My next watches had backs that simply pried off. I used my jack knife to get in the little crack to start prying. There was actually a notch at one point to make it easier.

I just looked at my current Casio and I see it has four little phillips head screws. Fortunately I have little screwdrivers.


----------



## bjn70 (Jun 5, 2006)

Check the back of the watch to see what it looks like.

If it has a series of 6 notches around the perimeter, then you need a spanner wrench. You can buy them lots of places online or on ebay, also at Harbor Freight stores.

If it has little screws, then you need a little screwdriver.

If it has a whole bunch of little grooves around the periimeter, then you need a special wrench (Rolex watches are like this.)

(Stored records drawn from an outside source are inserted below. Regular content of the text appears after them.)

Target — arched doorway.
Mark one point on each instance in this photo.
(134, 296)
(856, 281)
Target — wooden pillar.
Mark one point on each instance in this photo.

If the back is completely smooth, then it probably pries off, such as with a knifeblade on the edge. (Just don't cut your fingers in the process.)


----------



## mon90ey (Aug 2, 2010)

I went into Wally world not long ago to get the battery changed in my Sieko, but they told me they were not allowed to change them, but that I could buy a tool to remove the back and they would sell me the battery(?). Anyway, to make a long story short, I bought mine at Wally World, had the back off in a jiffy, and it worked like a charm. I've used it several times since. Handy little gizmo to have around and it costs less than $5!

:wave:

mon90ey


----------



## Colorblinded (Aug 2, 2010)

I used a small spare flathead screwdriver to pry the back off my watch recently. Sure there are official tools but that costs more money and I didn't feel like waiting.


----------



## EZO (Aug 2, 2010)

DealExtreme has a nice 19 piece Universal Wristwatch Disassembly and Repair Tool - sku 15502 for less than 9 bucks that will open just about any watch. They also sell a fairly complete 20 piece "Professional" Watch repair set that includes the above mentioned tool- about 32 dollars. SKU 3638.

I've been thinking about ordering one of these after I had to pay through the nose to have a local jewelry store use one of these tools on my Luminox watch to install a new battery. Looks like exactly the same tool as the DX offer. Nice knurling on the handle by the way.


----------



## Closet_Flashaholic (Aug 6, 2010)

I picked up the tool (with 2 different sets of pins) from Harbor Freight - I think I paid $5.


----------